While the Grenfell fire is already causing political fallout both locally and nationally, the WannaCry Ransomware event has largely been dismissed. Nevertheless, both have all of the hallmarks of disasters that are the result of the combination of a faltering economy, government imposed cuts and the responses of individuals and organisations to that environment. It is unlikely that these incidents will be the last. Quite simply, both incidents are evidence that the system is reaching breaking point. While we cannot be sure what will come next, we cannot rule out another disaster cluster similar to the one in the 1980s that resulted in workplace accidents, transport disasters and several major fires.

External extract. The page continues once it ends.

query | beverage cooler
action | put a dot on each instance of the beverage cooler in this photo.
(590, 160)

Moreover, unlike the 1980s, when the government made sure that the emergency services were exempted from the programme of cuts, this time around the emergency services are already stretched to breaking point.
At Grenfell we have already seen the failure of the post-disaster response, as the local council sat on its hands and central government was obliged to parachute in civil servants and charities to carry out the work that the local council had a legal responsibility to carry out (but then, disaster preparedness is just another of those “backroom functions” that managers cut in the face of financial pressure on frontline services). Recent terror events have resulted in armed troops being deployed to make up for insufficient police numbers. Firefighters are struggling in the face of cuts to maintain their effectiveness in response to ordinary day to day events. The NHS in many areas is close to breaking point. We have to question, therefore, whether British emergency services are in a position to respond to another cluster of disasters similar to the one in the 1980s or whether the UK is about to have its “Katrina moment” – the day British people wake up to find not just that austerity has caused people to die, but also that in one of the richest countries on earth, we are no longer able to respond.